Tuesday, February 18, 2014

Lok Sabha TV Unplugged: Is This Rahul's Telangana Power?

By Kajol Singh | INNLIVE

Lok Sabha television may project itself as a cultural star among the myriad television channels available but its essential and real purpose is to telecast the proceedings in the Lok Sabha. It is to air the proceedings of the House of the People to see how their elected representatives function at work. 

However, in a decision that is being blamed on Speaker Meira Kumar, the broadcast of proceedings in the Lower House of Parliament was stopped after 3 pm today so that the government could debate the Telangana Bill without the outside world seeing what was happening inside in real time. Protests over Telangana have continued through multiple sessions of Parliament. 
They have been unsavoury, and perhaps some of the worst in the history of Parliament, with one Member of Parliament, expelled Congress MP L Rajagopal even resorting to the use of pepper spray in order to stall proceedings when the bill was initially tabled.

The telecast of the proceedings was presumably stopped under the presumption that if it was not telecast either protesting MPs wouldn't resort to the same level of drama or that it would be believed that the protests weren't as bad as portrayed. Unfortunately, neither is true. 

The protests were on in the well of the house, and one TDP MP even stepped out to call the decision to stop the telecast a "murder of democracy" given there were allegedly "50 MPs protesting in the well of the house". We had decried the decision by the government to table the bill amidst bedlam in the house where we noted : Apparently, the UPA believes that its electoral mandate from 2009 permits it to introduce and pass a law in Parliament regardless of whether the bill is properly debated, vetted, amended to perfection and whether it at the very least has the consensus of its own cabinet members. 

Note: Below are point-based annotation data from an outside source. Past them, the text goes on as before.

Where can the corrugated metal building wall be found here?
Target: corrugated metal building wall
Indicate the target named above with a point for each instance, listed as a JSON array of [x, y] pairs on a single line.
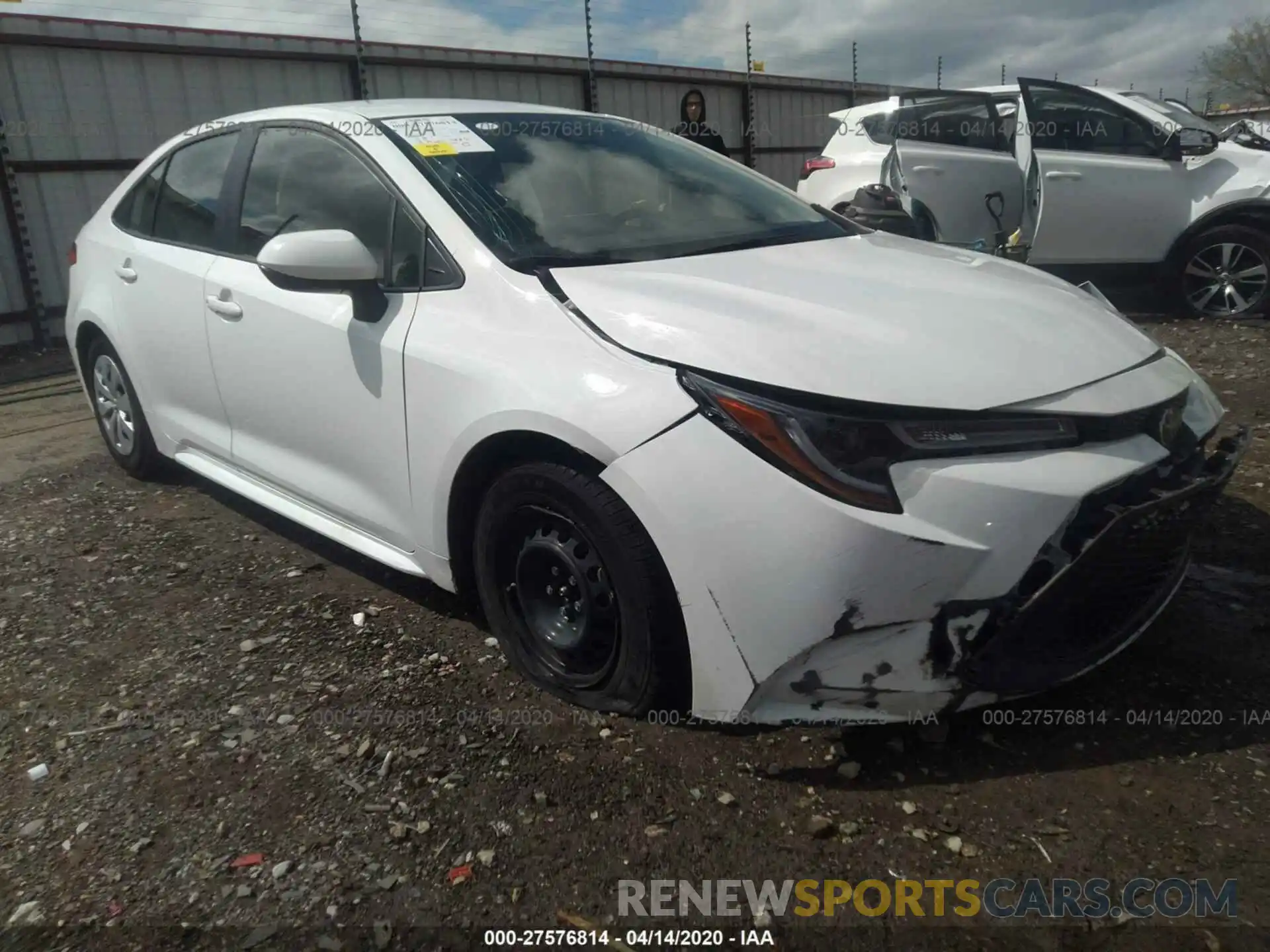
[[83, 102]]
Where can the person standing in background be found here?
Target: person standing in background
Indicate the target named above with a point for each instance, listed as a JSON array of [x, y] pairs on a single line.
[[693, 122]]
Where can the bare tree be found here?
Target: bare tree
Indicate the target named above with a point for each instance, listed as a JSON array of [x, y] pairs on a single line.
[[1240, 67]]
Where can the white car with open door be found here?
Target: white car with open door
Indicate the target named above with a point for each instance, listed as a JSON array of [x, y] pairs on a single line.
[[691, 444], [1101, 186]]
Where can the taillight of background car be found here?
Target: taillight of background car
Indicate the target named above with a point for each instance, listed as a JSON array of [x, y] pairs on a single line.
[[821, 161]]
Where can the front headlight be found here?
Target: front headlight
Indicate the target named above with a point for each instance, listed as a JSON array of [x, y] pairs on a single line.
[[849, 455]]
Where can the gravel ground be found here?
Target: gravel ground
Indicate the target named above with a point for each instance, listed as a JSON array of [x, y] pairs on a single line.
[[257, 739]]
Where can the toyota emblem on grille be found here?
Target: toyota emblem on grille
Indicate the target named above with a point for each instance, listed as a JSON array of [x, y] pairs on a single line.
[[1170, 422]]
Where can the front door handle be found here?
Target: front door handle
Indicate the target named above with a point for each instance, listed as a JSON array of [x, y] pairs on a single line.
[[225, 309]]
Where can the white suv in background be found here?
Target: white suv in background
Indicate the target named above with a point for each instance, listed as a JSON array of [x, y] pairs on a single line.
[[1111, 187]]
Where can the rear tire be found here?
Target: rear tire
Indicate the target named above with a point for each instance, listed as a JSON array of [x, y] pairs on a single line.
[[577, 594], [1224, 272], [120, 416]]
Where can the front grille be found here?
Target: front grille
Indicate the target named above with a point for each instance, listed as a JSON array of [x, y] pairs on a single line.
[[1126, 560]]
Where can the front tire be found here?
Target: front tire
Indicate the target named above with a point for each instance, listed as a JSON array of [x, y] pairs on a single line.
[[1224, 272], [118, 412], [577, 594]]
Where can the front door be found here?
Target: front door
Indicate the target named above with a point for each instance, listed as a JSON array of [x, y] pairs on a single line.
[[316, 397], [165, 244], [952, 153], [1101, 182]]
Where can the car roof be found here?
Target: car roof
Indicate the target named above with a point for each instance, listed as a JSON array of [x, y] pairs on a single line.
[[390, 108]]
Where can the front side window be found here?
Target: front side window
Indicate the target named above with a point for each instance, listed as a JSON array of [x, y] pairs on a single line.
[[302, 179], [563, 190], [189, 198], [1078, 121]]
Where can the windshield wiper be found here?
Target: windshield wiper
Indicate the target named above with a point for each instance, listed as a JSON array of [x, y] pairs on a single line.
[[563, 260]]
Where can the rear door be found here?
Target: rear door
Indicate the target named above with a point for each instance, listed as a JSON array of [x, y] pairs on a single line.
[[1104, 184], [952, 151]]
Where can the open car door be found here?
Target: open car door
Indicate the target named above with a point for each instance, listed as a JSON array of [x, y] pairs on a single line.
[[1104, 186], [952, 151]]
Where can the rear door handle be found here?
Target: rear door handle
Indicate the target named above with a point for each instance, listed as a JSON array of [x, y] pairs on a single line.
[[225, 309]]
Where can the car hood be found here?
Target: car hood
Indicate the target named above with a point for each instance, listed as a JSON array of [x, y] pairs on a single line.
[[872, 317]]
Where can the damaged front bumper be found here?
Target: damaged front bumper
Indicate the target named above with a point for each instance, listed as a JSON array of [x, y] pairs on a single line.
[[1005, 574], [1091, 590]]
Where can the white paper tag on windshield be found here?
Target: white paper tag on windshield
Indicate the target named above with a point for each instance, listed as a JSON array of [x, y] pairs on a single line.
[[439, 135]]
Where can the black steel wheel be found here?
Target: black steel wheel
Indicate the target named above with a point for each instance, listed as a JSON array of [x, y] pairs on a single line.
[[575, 592]]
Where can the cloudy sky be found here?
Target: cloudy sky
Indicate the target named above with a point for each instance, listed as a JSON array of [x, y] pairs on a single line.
[[1151, 44]]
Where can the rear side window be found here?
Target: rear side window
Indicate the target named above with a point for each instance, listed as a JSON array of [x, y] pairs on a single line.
[[966, 122], [190, 192], [136, 212]]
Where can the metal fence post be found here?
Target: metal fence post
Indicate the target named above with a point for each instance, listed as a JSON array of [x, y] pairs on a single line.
[[360, 65], [854, 95], [748, 99], [591, 95], [19, 237]]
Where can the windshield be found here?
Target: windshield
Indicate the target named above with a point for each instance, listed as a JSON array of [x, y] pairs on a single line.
[[558, 190], [1185, 118]]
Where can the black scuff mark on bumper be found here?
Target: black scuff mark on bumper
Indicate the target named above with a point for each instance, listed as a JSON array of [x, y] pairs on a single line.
[[728, 627], [810, 684], [662, 432], [846, 623]]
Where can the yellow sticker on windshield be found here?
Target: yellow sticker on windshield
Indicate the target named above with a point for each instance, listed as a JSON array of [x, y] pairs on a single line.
[[435, 149]]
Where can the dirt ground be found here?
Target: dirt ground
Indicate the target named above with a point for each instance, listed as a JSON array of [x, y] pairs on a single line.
[[192, 673]]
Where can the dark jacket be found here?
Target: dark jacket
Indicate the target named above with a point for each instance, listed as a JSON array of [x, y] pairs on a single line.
[[698, 131]]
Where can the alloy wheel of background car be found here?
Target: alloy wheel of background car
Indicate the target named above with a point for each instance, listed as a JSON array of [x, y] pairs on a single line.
[[573, 588], [118, 412], [1226, 273], [113, 405]]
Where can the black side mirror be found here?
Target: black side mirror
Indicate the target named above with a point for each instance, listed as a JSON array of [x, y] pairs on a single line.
[[331, 262], [1193, 143]]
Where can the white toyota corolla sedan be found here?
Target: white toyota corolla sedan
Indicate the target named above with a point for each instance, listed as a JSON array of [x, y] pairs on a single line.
[[697, 444]]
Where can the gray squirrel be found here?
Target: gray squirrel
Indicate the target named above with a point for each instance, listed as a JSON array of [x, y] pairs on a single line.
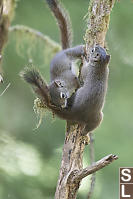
[[64, 81], [86, 103]]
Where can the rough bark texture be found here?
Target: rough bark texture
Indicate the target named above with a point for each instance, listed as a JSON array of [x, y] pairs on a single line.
[[71, 171], [6, 15]]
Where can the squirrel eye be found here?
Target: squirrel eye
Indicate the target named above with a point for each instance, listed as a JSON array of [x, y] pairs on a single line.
[[62, 95]]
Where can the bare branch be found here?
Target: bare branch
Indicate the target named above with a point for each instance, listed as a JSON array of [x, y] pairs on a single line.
[[92, 160], [78, 176]]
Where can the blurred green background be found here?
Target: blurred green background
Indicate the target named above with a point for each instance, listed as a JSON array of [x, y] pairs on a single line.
[[30, 159]]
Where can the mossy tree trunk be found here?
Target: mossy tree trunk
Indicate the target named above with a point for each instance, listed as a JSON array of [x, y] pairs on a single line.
[[71, 171]]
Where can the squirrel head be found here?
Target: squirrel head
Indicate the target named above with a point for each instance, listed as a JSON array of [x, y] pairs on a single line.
[[58, 93], [99, 55]]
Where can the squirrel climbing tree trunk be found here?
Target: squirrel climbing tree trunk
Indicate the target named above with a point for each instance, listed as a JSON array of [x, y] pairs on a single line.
[[72, 171]]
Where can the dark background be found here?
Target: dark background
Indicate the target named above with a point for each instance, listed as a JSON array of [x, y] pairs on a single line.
[[30, 159]]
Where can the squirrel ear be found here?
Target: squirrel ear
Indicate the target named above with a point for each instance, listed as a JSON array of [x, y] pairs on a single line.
[[58, 83], [107, 58]]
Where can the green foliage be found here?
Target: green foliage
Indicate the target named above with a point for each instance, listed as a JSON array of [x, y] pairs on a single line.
[[30, 159]]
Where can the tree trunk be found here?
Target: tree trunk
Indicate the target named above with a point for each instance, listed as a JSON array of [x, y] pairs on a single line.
[[71, 171]]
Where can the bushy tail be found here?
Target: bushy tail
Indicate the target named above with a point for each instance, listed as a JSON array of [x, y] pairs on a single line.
[[33, 77], [63, 20]]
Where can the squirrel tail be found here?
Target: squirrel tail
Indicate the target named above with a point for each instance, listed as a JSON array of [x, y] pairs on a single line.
[[64, 22], [33, 77]]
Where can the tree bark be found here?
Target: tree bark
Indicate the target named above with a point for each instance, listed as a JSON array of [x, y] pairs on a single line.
[[71, 171], [6, 15]]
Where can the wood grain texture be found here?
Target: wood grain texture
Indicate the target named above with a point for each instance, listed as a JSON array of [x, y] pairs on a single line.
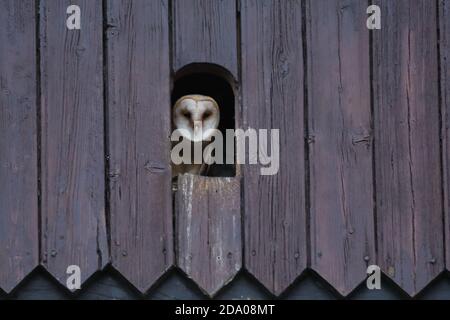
[[205, 31], [341, 184], [73, 192], [444, 19], [139, 145], [272, 98], [208, 224], [408, 175], [18, 143]]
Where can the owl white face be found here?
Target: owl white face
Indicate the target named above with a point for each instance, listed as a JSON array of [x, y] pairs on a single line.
[[197, 115]]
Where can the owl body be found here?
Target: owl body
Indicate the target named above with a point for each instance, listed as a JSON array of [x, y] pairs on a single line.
[[198, 115]]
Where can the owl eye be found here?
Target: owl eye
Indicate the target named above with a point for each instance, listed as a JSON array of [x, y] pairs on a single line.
[[206, 114]]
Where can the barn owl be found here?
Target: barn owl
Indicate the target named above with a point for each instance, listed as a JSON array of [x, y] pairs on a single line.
[[199, 115]]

If that day was about using subterfuge for tabling the legislation, today has been about ensuring that people of the nation wouldn't know how laws are passed in the country, and fooling them into believing there is a consensus on a legislation that is still very strongly contested. If the Congress does believe it has the support to pass the bill it should have the gumption to do it despite the protest and as per procedure. 

Finally the bill was passed with a voice vote amidst the din of protesting MPs. All 62 amendments were passed with no division of votes or voting on any of them except a voice vote. This is perhaps the only legislation that has been passed in this manner since Lok Sabha television began broadcasting, and if meekly accepted, it only sets a terrible precedent that can be emulated by future governments with disastrous consequences for lawmaking. 

The Congress Vice President Rahul Gandhi may talk of empowering people and giving them the Right to Information to know what happened beyond closed doors. It's a pity that he's hoping for a decision taken behind closed doors to ensure that he stands a chance to come to power again.